In active distribution networks (ADNs), the distribution company (Disco) can meet its demand from distributed energy resources (DERs) besides trading energy with the market. Therefore, in the presence of these resources, operational flexibility of the Disco as a price-maker player in the market has been increased. To model this behavior, a bi-level optimization approach is proposed in which the operation problem of the Disco and the day-ahead market clearing process managed by the independent system operator (ISO), are considered as the upper- and lower-level problems. To deal with uncertainties of renewable energy resources and demand, the Disco’s problem is modeled as a risk-based two-stage stochastic one where the Disco’s risk aversion is modeled using the Conditional Value-at-Risk (CVaR) method. The resulting model is a non-linear bi-level problem transformed into a linear single-level one through Karush-Kuhn-Tucker (KKT) conditions and the dual theory. To investigate the effectiveness of the model, this paper has applied that on a 24-bus power system.
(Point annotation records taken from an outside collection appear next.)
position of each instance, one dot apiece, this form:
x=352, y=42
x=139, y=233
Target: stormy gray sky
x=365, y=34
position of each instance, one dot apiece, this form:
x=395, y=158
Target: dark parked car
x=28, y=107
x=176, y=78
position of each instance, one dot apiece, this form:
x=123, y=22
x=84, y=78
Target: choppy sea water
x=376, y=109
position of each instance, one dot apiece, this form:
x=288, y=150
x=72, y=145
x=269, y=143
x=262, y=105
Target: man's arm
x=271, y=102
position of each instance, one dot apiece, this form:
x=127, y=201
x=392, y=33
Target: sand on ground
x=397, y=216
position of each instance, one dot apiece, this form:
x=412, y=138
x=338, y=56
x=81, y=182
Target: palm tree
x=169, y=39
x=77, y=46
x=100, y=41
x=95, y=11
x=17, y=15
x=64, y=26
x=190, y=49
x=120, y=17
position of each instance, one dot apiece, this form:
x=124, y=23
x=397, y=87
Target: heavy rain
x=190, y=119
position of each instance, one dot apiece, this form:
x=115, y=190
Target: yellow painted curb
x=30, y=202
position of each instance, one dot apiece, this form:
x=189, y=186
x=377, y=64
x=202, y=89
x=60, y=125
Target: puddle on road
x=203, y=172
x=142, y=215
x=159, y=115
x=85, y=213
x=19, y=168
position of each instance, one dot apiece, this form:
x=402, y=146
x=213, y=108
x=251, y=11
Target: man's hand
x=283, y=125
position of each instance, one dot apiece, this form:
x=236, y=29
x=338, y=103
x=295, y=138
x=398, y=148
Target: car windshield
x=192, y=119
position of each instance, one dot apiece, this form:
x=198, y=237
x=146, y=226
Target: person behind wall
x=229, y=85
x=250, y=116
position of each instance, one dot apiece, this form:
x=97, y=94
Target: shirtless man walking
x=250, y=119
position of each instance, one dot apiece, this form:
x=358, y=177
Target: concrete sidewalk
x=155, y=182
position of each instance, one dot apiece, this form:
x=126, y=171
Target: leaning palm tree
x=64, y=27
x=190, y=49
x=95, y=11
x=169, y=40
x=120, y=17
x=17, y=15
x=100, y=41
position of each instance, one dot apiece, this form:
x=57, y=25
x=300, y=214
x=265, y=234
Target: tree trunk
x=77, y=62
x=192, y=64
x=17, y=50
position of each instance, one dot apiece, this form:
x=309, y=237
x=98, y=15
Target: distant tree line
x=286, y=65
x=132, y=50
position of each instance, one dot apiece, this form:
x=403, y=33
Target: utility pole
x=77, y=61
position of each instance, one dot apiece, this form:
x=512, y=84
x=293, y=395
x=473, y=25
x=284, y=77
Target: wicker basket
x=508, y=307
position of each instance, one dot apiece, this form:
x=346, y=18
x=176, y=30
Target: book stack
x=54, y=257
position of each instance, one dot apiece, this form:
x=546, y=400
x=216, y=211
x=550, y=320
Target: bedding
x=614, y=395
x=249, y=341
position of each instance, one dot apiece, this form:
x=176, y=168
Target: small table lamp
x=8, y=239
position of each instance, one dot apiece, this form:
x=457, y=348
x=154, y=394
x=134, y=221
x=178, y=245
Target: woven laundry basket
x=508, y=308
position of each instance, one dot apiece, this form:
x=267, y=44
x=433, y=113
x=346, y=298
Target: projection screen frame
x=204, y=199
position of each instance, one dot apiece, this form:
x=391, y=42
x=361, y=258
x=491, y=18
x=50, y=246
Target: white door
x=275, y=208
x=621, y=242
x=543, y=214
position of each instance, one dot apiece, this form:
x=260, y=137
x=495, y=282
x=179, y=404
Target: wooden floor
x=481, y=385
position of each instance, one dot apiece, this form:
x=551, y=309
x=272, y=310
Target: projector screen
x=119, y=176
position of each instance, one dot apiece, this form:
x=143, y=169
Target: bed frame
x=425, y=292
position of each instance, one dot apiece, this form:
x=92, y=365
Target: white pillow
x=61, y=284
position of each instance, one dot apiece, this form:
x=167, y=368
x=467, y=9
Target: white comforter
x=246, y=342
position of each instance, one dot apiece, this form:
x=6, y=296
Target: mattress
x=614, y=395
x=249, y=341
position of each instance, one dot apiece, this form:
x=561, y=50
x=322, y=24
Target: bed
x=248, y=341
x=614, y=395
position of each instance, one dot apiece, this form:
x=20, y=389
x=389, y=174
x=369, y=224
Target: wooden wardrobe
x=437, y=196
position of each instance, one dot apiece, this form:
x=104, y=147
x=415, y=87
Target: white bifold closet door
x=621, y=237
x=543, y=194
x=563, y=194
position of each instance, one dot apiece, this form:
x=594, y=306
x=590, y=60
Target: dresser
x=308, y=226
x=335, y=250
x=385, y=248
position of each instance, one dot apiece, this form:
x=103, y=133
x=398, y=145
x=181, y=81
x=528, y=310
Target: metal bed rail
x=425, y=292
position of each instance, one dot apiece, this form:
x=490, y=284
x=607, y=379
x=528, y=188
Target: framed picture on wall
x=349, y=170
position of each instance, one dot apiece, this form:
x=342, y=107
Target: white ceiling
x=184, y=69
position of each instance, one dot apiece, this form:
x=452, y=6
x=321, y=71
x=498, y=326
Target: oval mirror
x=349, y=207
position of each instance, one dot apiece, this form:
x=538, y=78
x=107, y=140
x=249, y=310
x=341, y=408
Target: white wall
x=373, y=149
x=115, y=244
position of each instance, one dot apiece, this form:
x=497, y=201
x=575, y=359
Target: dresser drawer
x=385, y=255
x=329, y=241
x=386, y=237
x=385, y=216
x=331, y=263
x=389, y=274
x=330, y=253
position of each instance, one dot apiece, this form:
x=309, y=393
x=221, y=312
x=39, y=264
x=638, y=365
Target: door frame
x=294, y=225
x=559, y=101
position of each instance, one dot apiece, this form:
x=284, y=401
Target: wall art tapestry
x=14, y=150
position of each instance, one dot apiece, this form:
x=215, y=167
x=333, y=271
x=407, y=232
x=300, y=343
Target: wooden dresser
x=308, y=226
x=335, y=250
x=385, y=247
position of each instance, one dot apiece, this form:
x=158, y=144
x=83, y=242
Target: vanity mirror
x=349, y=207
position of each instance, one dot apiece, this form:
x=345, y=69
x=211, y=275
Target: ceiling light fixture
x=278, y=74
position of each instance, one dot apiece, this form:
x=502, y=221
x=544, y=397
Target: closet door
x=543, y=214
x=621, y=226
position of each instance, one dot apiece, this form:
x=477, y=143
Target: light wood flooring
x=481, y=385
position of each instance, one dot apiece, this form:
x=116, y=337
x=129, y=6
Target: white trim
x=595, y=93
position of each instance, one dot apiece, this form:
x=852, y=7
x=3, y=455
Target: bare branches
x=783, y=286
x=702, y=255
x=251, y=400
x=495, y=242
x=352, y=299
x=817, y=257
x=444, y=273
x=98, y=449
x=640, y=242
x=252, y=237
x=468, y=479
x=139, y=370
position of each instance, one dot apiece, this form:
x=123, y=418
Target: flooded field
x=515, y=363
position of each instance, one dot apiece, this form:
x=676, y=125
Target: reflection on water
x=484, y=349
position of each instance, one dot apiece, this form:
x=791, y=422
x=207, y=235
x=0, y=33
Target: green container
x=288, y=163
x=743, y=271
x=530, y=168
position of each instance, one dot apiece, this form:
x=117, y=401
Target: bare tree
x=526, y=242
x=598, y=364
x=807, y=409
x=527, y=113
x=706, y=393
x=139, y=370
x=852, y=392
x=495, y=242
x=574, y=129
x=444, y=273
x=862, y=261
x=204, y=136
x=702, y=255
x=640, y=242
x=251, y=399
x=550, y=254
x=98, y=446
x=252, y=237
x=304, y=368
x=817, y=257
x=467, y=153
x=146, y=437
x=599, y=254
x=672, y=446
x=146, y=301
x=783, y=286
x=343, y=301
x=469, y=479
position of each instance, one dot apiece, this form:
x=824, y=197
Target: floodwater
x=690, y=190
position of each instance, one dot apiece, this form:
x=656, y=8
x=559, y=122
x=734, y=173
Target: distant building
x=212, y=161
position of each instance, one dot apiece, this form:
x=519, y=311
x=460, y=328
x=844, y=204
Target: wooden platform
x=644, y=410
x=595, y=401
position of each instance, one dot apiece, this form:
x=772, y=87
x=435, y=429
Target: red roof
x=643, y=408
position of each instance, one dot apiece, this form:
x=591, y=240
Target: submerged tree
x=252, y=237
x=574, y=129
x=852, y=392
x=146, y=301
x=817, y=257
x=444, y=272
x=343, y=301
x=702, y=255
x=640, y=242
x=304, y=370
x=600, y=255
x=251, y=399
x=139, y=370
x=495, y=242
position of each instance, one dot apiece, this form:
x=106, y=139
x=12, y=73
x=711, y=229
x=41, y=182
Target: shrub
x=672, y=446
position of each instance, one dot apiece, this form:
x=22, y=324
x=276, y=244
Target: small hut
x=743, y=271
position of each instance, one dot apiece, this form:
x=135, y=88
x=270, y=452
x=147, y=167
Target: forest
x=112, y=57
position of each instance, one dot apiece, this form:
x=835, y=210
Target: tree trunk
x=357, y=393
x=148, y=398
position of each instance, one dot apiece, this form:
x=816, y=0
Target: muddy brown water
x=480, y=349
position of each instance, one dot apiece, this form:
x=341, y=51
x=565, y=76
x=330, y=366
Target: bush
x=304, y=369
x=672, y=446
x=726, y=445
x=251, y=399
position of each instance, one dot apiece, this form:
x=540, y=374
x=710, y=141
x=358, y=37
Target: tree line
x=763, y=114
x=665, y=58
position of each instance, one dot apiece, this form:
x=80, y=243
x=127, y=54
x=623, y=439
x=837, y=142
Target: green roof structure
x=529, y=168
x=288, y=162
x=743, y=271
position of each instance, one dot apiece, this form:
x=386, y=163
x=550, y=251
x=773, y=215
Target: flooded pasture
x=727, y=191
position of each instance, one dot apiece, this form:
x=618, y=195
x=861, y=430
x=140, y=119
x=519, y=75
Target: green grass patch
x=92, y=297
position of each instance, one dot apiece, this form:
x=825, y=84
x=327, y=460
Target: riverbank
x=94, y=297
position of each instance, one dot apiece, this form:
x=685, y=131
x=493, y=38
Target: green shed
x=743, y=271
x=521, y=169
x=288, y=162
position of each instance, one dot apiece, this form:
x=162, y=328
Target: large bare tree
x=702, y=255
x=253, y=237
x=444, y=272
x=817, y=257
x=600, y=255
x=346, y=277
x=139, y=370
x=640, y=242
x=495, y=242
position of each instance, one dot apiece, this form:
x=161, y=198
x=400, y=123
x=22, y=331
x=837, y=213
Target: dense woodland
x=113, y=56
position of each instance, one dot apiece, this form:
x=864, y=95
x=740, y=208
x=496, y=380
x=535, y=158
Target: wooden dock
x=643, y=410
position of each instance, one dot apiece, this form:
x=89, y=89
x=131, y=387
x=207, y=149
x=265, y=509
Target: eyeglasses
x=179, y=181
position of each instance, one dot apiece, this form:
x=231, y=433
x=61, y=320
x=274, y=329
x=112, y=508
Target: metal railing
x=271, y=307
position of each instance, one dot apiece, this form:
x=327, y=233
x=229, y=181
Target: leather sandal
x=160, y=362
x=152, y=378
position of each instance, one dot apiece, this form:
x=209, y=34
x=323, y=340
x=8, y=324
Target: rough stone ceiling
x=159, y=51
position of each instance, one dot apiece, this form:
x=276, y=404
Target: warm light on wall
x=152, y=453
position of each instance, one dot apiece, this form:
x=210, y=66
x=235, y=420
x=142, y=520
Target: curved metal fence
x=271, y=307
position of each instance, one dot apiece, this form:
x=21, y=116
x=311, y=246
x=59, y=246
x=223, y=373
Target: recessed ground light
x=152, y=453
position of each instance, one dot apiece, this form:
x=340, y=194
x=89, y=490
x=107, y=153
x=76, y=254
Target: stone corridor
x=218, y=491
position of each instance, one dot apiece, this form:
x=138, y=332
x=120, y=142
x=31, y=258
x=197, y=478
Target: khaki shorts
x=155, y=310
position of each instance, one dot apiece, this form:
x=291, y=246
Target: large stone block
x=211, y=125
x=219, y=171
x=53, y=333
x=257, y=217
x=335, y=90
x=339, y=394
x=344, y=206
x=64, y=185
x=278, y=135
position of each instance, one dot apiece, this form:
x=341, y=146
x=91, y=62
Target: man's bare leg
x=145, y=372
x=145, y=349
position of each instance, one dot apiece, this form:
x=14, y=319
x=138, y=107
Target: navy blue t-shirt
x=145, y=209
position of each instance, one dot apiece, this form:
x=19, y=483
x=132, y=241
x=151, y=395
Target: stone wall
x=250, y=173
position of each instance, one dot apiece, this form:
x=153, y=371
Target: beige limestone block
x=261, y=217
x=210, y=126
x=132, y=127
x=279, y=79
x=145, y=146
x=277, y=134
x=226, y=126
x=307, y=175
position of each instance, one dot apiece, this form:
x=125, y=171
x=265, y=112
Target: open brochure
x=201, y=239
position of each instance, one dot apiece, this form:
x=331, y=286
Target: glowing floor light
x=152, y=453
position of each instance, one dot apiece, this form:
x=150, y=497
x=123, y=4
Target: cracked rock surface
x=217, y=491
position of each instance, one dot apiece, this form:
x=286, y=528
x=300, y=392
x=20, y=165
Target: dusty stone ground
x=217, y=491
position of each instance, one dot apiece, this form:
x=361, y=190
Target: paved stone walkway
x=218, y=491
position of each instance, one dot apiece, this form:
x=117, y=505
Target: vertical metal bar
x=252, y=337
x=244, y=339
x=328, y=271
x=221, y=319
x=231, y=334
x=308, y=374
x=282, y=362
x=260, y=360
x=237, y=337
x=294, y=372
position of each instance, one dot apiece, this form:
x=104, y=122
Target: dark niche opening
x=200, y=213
Moreover, sensitivity analysis is done on the capacity of DERs in the distribution network as well as the risk parameter to show their effects on the decisions made by the Disco.

Suggested Citation

  • Sheikhahmadi, P. & Bahramara, S. & Moshtagh, J. & Yazdani Damavandi, M., 2018. "A risk-based approach for modeling the strategic behavior of a distribution company in wholesale energy market," Applied Energy, Elsevier, vol. 214(C), pages 24-38.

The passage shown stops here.